Of course, it isn't fashionable to talk about the negative moral precepts associated with "I am on the side of life," namely, "Thou shalt not kill." After all, we're not supposed to be
close-minded. But as Chesterton famously wrote,
Merely having an open mind is nothing. The object of opening the mind, as of opening the mouth, is to shut it again on something solid. Otherwise, it could end up like a city sewer, rejecting nothing.
The Church has always affirmed the existence of negative moral precepts. St. Pope John Paul II states this unequivocally in his encyclical
Veritatis Splendor,
In the case of the positive moral precepts, prudence always has the task of verifying that they apply in a specific situation, for example, in view of other duties which may be more important or urgent. But the negative moral precepts, those prohibiting certain concrete actions or kinds of behavior as intrinsically evil, do not allow for any legitimate exception. They do not leave room, in any morally acceptable way, for the "creativity" of any contrary determination whatsoever. Once the moral species of an action prohibited by a universal rule is concretely recognized, the only morally good act is that of obeying the moral law and of refraining from the action which it forbids.
He contrasts this commonsense theological understanding with a perversion of the "so-called fundamental option," the idea that "freedom is not only the choice for one or another particular action; it is also, within that choice,
a decision about oneself and a setting of one's own life for or against the Good, for or against the Truth, and ultimately for or against God." All of this, he says, has been an important and positive development in moral theology. But certain theorists have taken this line of thinking too far:
In some authors this division tends to become a separation, when they expressly limit moral "good" and "evil" to the transcendental dimension proper to the fundamental option, and describe as "right" or "wrong" the choices of particular "innerworldly" kinds of behavior: those, in other words, concerning man's relationship with himself, with others and with the material world.
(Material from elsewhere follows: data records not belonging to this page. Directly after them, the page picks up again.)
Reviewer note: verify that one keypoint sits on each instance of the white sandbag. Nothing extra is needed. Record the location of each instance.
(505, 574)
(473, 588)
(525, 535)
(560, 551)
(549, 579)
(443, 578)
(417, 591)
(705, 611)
There thus appears to be established within human acting a clear disjunction between two levels of morality: on the one hand the order of good and evil, which is dependent on the will, and on the other hand specific kinds of behavior, which are judged to be morally right or wrong only on the basis of a technical calculation of the proportion between the "premoral" or "physical" goods and evils which actually result from the action. This is pushed to the point where a concrete kind of behavior, even one freely chosen, comes to be considered as a merely physical process, and not according to the criteria proper to a human act. The conclusion to which this eventually leads is that the properly moral assessment of the person is reserved to his fundamental option, prescinding in whole or in part from his choice of particular actions, of concrete kinds of behavior.
Of course, the Church teaches that there are certain intrinsically evil acts that
cannot be done with your "heart in the right place." Certain acts, by their very nature, constitute a decision against God, a "no" to God. We know these as mortal sins. And though the Church acknowledges certain psychologically complex situations which may mitigate guilt, these are never normative.